73年目の敗戦の日・8月15日は、今年65年目となった朝鮮戦争の休戦の日・7月27日と重なっている。ヒロシマ、ナガサキと合わせ不戦と核廃絶を73年間誓ってきたが、今年は朝鮮半島の平和の実現に責任を持つ決意も共有したい。
南北分断の責任は
朝鮮戦争の完全な終結に責任の一端を負わない限り、日本の戦後は終わらない。「南北」の分断は、世界で唯一の「冷戦」の残滓だ。南北分断が、朝鮮民衆を、そして在日民衆を苦しめてきた遠因は、35年にわたる日本の植民地支配にある。
日本帝国主義は単一の国民国家を破砕した。国土どころか言葉を奪い、創氏改名すら強制した。日本の敗戦で生じた空白は、米ソの統治で埋める他なかった。
民衆による統一国家再建の機運は高まったが、植民地統治が育てた「親日」勢力が済州島弾圧などで抑えつけ、一方で米ソの駆引きは統一を困難にし、ついに朝鮮戦争という民族同胞が殺戮し合う悲劇につながった。
朝鮮特需で大儲け
朝鮮戦争の死者数は未だに詳細が不明だ。兵士だけでも米軍・南朝鮮軍で40万人、中国軍・北朝鮮軍で40万人、民間人は200万〜500万人と推測されている。そして「離散家族」が今なお1000万人という。
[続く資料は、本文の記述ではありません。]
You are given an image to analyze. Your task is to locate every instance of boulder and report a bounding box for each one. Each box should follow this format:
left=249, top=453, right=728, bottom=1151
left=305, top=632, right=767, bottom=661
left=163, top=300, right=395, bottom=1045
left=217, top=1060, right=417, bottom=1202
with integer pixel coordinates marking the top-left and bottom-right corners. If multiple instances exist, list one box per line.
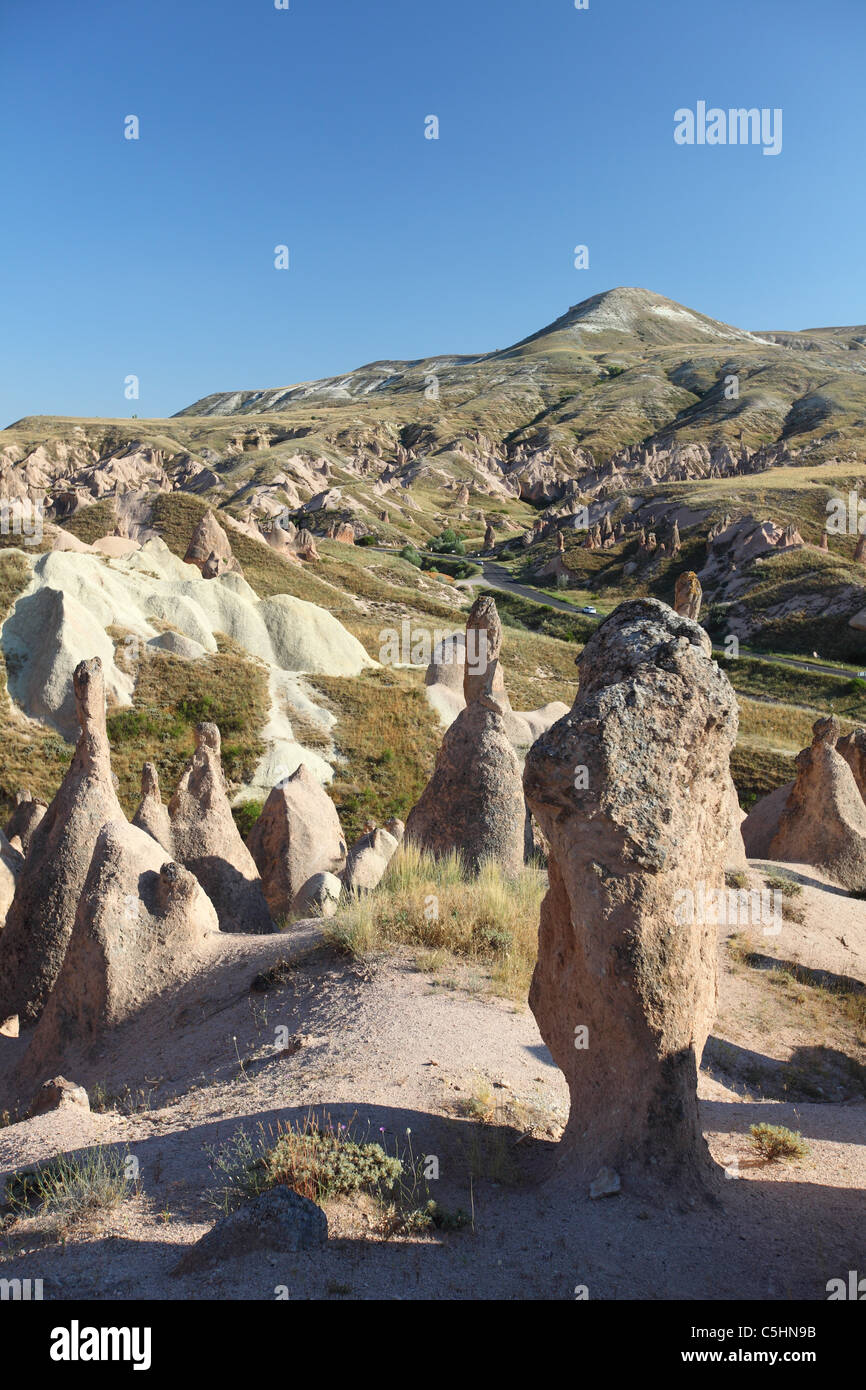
left=342, top=830, right=398, bottom=894
left=246, top=763, right=346, bottom=917
left=524, top=599, right=737, bottom=1186
left=22, top=820, right=220, bottom=1073
left=406, top=660, right=525, bottom=874
left=168, top=724, right=277, bottom=933
left=292, top=873, right=343, bottom=917
left=183, top=512, right=242, bottom=580
left=4, top=791, right=47, bottom=855
left=132, top=763, right=174, bottom=855
left=0, top=657, right=124, bottom=1023
left=172, top=1186, right=328, bottom=1275
left=769, top=716, right=866, bottom=892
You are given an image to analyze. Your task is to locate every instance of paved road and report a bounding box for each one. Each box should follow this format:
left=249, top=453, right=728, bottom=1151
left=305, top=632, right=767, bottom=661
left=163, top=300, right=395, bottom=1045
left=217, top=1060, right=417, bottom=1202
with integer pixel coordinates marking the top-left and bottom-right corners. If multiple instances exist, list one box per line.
left=374, top=545, right=856, bottom=680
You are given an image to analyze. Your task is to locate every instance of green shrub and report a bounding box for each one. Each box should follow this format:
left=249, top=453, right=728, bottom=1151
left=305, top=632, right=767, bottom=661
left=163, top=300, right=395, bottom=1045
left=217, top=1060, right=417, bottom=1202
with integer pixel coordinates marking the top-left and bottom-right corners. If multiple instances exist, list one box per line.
left=749, top=1125, right=809, bottom=1163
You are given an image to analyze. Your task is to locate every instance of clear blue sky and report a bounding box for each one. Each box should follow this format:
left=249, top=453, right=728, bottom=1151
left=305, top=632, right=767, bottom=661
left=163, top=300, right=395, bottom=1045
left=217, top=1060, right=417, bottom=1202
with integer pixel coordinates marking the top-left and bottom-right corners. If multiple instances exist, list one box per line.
left=0, top=0, right=866, bottom=425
朝鮮戦争で日本は米軍の兵站基地として基地と物資と労力を提供、企業は特需でぼろ儲け、戦後「高度経済成長」は朝鮮民衆の血を吸って生み出された。
さらに1965年の日韓条約は、南北となすべき戦後処理を韓国とだけ強行し、当時の親米反北政権とはした金で済ませ、南北分断の固定化に加担し、民衆の対日賠償請求の責任から逃れ、軍隊「慰安婦」らの怒りを買って今日に至っている。
南北の自主的平和的統一は半島民衆の悲願であり、韓国では金大中政権など度々その努力が続けられてきた。しかし米日政権と韓国保守政権はその足を引っ張り、一進一退を繰り返してきたが、4月の南北首脳による「板門店宣言」で年内の「終戦宣言」で合意した。
加害の再確認こそ
「終戦宣言」が朝鮮の核だけでなく、半島全体の非核化と一体であることは言うまでもない。それだけに米朝協議は紆余曲折を経るであろうし、簡単でないのは当然だ。しかし、半島民衆の平和統一への切望が文在寅政権を支えている限り、危機を再燃させる愚行はありえない。
日本が側面からなすべきことは、明確である。核兵器禁止条約を批准し非核化への説得力を持つこと、世界が懸念するプルトニウムを処分し脱原発を急ぐこと、平和の本気度を示すために9条改憲をやめ、そして日朝国交回復と戦後補償を急ぐことだ。
これが、「戦後」を終わらせることである。73年目の8・15は、加害者として朝鮮半島に思いをはせ、その責任を再確認すべき機会だ。